Hingga saat ini Indonesia, yang sudah 74 tahun merdeka,
masih menggunakan hukum pidana produk Pemerintah Kolonial Belanda. Sudah sejak puluhan
tahun muncul keinginan agar bangsa Indonesia mempunyai produk hukum pidananya sendiri.
Akan tetapi, ketika rancangan undang-undang KUHP hendak disahkan oleh DPR, aksi
penolakan begitu kuat. (RUU-KUHP bisa dibaca di sini). Demikian pula dengan rancangan undang-undang Penghapusan
Kekerasan Seksual (PKS; RUU-PKS dapat dibaca di sini). Ada beberapa pasal yang dinilai menuai kontroversial. Salah
satunya adalah persoalan kehadiran negara pada ranah pribadi.
Persoalan kehadiran negara pada ranah pribadi ini tampak
dalam beberapa pasal. Yang paling menonjol adalah soal suami memperkosa istri,
yang dapat dihukum maksimal 12 tahun penjara. Kami sendiri belum menemukan
pasal dengan klausul perkosaan suami terhadap istri. Akan tetapi, di media sosial
persoalan ini ramai dibicarakan para netizen. Mungkin yang dimaksud adalah pasal 597 RKUHP. Pada umumnya netizen bersikap
negatif terhadap pasal tersebut, dan menilai pasal tersebut berlebihan.

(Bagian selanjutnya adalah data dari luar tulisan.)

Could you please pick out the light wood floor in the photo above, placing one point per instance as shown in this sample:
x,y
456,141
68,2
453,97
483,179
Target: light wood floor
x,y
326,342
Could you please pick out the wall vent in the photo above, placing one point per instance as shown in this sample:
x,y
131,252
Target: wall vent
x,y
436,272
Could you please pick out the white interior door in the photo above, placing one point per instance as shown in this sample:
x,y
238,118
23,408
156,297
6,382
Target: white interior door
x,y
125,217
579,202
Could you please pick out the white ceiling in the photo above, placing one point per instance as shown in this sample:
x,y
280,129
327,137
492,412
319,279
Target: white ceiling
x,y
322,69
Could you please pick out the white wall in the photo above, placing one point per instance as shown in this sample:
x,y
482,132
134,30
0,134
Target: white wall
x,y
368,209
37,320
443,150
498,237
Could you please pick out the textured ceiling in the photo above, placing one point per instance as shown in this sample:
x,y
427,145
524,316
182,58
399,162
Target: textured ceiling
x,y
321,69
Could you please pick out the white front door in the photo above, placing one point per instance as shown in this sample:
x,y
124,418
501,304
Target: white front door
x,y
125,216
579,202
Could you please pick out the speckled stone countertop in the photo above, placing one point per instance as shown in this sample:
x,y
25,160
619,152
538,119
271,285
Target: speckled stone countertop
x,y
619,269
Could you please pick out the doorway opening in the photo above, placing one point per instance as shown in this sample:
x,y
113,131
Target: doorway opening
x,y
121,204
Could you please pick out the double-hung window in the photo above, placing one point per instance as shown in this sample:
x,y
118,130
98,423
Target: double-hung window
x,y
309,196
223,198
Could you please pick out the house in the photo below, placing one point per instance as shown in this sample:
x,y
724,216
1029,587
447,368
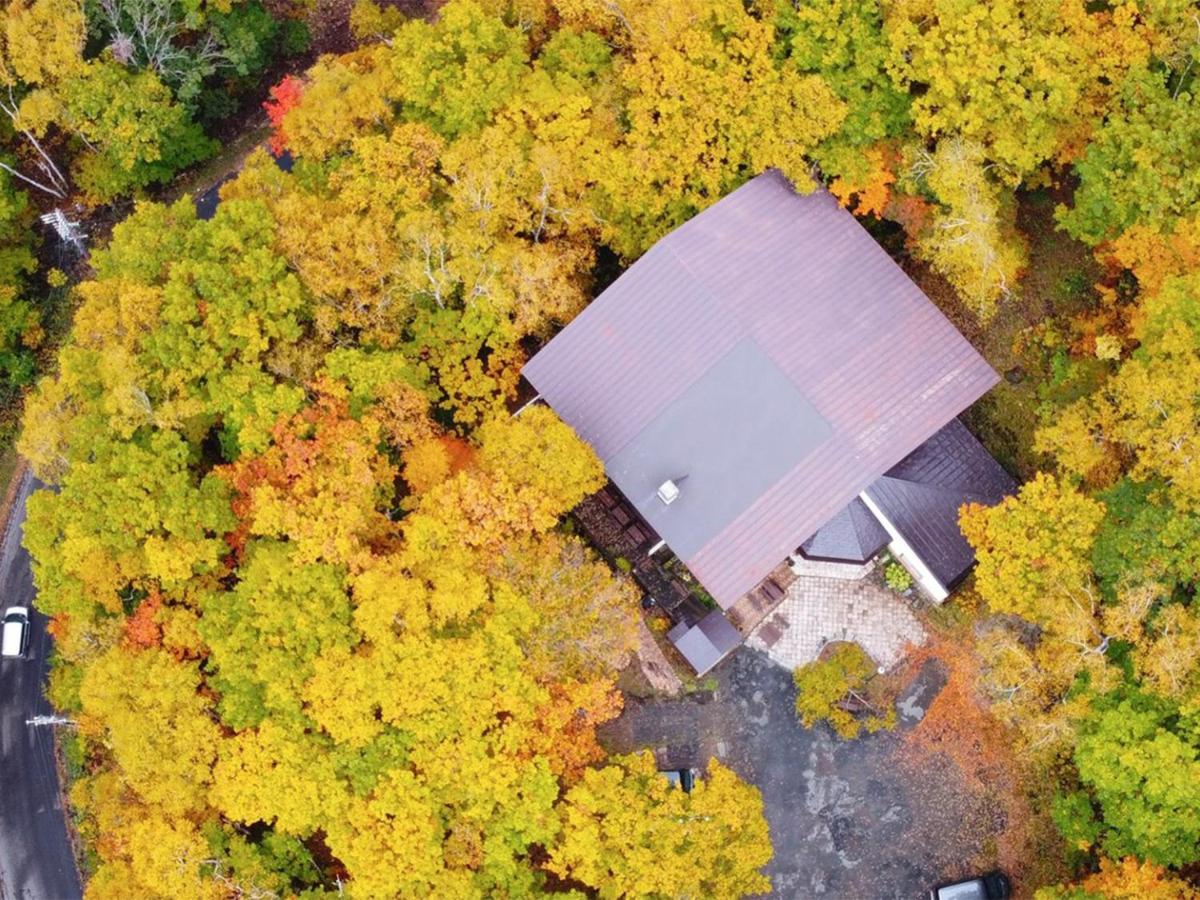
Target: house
x,y
767,383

Sebelum kita membahas persoalan ini, terlebih dahulu kita
harus memahami apa yang dimaksud dengan perkosaan suami terhadap istri. Umumnya
perkosaan dipahami dengan pemaksaan dalam berhubungan seks; dan yang melakukan pemaksaan
itu adalah suami, sedangkan istri sebenarnya menolak. Atau, mengutip pasal 16
RUU PKS, perkosaan adalah “kekerasan seksual yang dilakukan dalam bentuk
kekerasan, ancaman kekerasan, atau tipu muslihat, atau menggunakan kondisi
seseorang yang tidak mampu memberikan persetujuan untuk melakukan hubungan
seksual.” Jadi, dalam konteks ini, suami memaksa istrinya untuk melakukan hubungan
seks, padahal istri tidak setuju, atau tidak siap atau tidak lagi mood dengan berbagai macam alasan.